I have become a vastly big fan of Anna Campbell’s writing. Her characters are so full of life that I often find they tend to stick like glue even long after I’ve finished reading all about them. I can’t offer any deep hypothesis but I’d be inclined to deduce that those invisible threads that allow a reader to be bound and connected to a text are the contributing factor. Author magic exists and happens when a story and its characters impact greatly on the reader.
I was fortunate enough to get into my clutches “The Mammoth Book of Ghost Romance,” which showcases a bevy of extremely talented authors.
Blessedly thrilled I sank my teeth into Campbell’s latest (novellete) paranormal story “The Chinese Bed.” Yes you read that correctly – paranormal.
My curiosity was piqued to maximum as to what a Chinese bed had to do with ghosts. Naturally a romance writer’s imagination can go stark raking mad with the word bed following any other word.
I must admit that I had every confidence that Campbell would deliver and she did.
WARNING MAJOR SPOILER
The year is 1818 and Josiah Aston is a ghost but he has no recollection as to how he has come to be one. He spies on a young couple that are smitten, Calista and Miles. The couple are to be wed on the following day but Miles being a man that is intensely enamored, wants to quench his lust with his bride to be. His bride to be is reluctant as the house is brimming with guests.

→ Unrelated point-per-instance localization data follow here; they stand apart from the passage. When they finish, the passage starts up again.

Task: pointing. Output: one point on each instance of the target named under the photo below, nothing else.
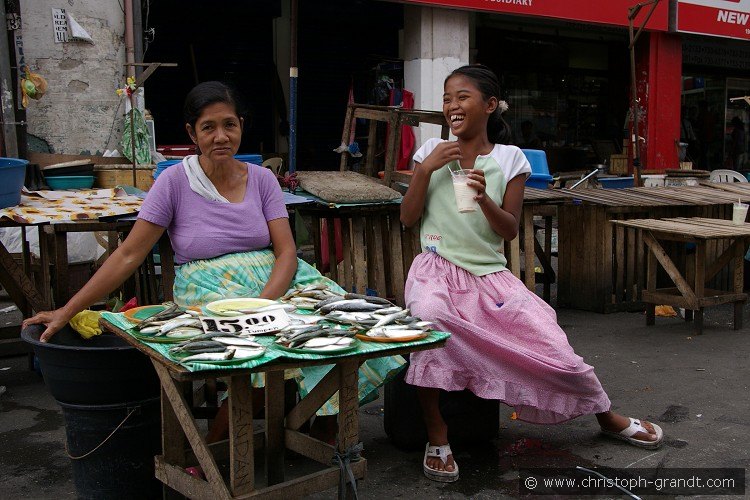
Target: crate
(618, 164)
(109, 176)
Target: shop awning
(726, 18)
(612, 12)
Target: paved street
(696, 388)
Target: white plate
(225, 306)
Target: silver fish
(234, 341)
(209, 356)
(176, 323)
(390, 318)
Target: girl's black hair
(498, 130)
(207, 93)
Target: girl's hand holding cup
(477, 181)
(444, 153)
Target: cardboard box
(109, 176)
(618, 164)
(44, 159)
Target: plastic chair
(726, 175)
(274, 164)
(538, 160)
(539, 177)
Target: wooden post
(7, 115)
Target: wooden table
(537, 203)
(179, 428)
(601, 267)
(690, 291)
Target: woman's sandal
(442, 453)
(635, 426)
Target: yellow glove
(86, 323)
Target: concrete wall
(436, 41)
(80, 111)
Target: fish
(306, 318)
(350, 306)
(234, 341)
(176, 323)
(150, 329)
(184, 333)
(390, 318)
(209, 356)
(369, 298)
(327, 341)
(170, 312)
(199, 346)
(330, 300)
(245, 352)
(394, 332)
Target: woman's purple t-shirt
(203, 229)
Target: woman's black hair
(498, 130)
(207, 93)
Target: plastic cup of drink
(464, 193)
(739, 213)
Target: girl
(505, 341)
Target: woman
(505, 341)
(222, 215)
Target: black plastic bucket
(471, 420)
(98, 371)
(112, 448)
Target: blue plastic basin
(615, 182)
(539, 181)
(70, 181)
(12, 175)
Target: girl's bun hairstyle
(498, 130)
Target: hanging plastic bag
(32, 86)
(142, 149)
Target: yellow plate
(225, 306)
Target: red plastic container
(177, 150)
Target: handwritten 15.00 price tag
(250, 324)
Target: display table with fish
(180, 431)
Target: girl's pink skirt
(505, 344)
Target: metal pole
(293, 75)
(6, 93)
(634, 90)
(132, 138)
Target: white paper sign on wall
(60, 25)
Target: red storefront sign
(728, 18)
(602, 11)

Finishing their little interlude of stolen kisses they agree to meet at midnight in the very same room, they leave the room. The room contains a very ornate Chinese Bed, which is no ordinary bed. It carries a curse and is haunted by its original owner, who in spirit seeks nothing but vengeance.

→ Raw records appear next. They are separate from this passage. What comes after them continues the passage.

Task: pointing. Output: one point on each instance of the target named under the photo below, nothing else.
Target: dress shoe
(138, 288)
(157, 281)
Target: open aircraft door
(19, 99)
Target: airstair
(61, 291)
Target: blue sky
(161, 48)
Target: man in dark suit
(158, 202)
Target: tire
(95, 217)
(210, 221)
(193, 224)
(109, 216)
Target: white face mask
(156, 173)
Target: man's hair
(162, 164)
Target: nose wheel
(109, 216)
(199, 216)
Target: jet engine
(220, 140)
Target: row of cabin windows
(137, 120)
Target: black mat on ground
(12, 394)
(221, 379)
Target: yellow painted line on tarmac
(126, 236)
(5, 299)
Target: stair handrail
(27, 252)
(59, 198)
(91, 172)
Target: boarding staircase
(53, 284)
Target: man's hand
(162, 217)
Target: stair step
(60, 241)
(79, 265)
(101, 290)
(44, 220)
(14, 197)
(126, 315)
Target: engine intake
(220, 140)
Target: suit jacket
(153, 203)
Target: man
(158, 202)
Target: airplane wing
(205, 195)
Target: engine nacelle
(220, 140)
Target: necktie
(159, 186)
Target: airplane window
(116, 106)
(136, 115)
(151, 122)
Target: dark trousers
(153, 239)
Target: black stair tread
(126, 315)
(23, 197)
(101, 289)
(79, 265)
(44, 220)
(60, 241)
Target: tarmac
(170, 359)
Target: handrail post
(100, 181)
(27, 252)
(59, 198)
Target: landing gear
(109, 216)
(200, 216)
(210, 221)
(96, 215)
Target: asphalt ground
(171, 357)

Josiah however is a little perplexed at a great many things, the enormity being what happened to his bride Isabelle and why can’t he remember? He sets about to investigate and finds his ghost bride in her room. But she is afraid of him because something horrible transpired on their wedding day.
The hour approaches to midnight and Calista quietly makes her way back to the bedroom to meet Miles. They share unbound intimacy and fall asleep on the Chinese bed. Calista wakes to a pair of menacing red dots that are wreaking havoc in her mind. She succumbs to the voice and the doubts that plague her and follows the instructions of menacing spirit. But as fate should have it, Miles is awoken and rushes to see what has taken hold of his beloved.
Josiah and Isabelle bear witness to all that is unfolding, the menacing spirit trying to convince Calista take her own life. Miles talks to her and persists in winning her over with his belief in their love and relationship. Calista comes out of her trans like state and believes Miles. The menacing spirit is rendered to oblivion.
Having witnessed all Josiah and Isabelle are once again united. It becomes clear to Isabelle that Josiah did not harm her but rather the evil spirit was what caused her demise.
Calista and Miles spy the two ghosts but only momentarily, they disappear to a much happier ending.
One of the strengths that I admired in this story, was the mystery that the bed carried between the living and the spirits. It’s what hooks a reader to read on, what is this bed, what does it do, how has it come to be cursed?
The other strength in this story was shown through Miles. Miles is the perfect example of determination, he won’t lose what he believes in and what he believes is that he and Calista belong together. Quite simply he loves her even though she has doubts. “Trust yourself. Trust me. Trust our love.” Miles voice cracked with emotion. “For God’s sake, Calista, don’t throw away what we have because you’re frightened.” (Campbell 2012)
I found the bed to be symbolic of how a marriage will progress into the future, the fear of the unknown, fear of whether a marriage will last and stand the test of time. Primarily it is symbolic of the doubts that may plague a woman or man before they wed. In some customs the marriage bed is dressed up and celebrated with money, flowers and dance. So the symbolism of the bed I felt was quite a pinnacle in the story. Even though in the end it has to be destroyed.
The character’s themselves are fitting to the story, given that it is a short story and we can only expect small cameo appearances. It is a complicated task to get the readers to connect with a character within a small time frame. It is why the actions and reactions of character in short story are crucial. The reader needs to be familiar with the character quickly. There isn’t time to build it over lengthy pages. Campbell succeeds in giving all the ingredients necessary.
Clearly, it was a very entertaining and delightful short story by Anna Campbell. I really do feel that if Campbell ever tires of writing those dashing and devilish rakes, then she would not suffer in turning her hand to something other – paranormal.
A plethora of Authors in this Anthology and I for one am enjoying them and savoring them one at a time.
Campbell, A. et al (2012). The Mammoth Book of Ghost Romance, Constable & Robinson Ltd, London.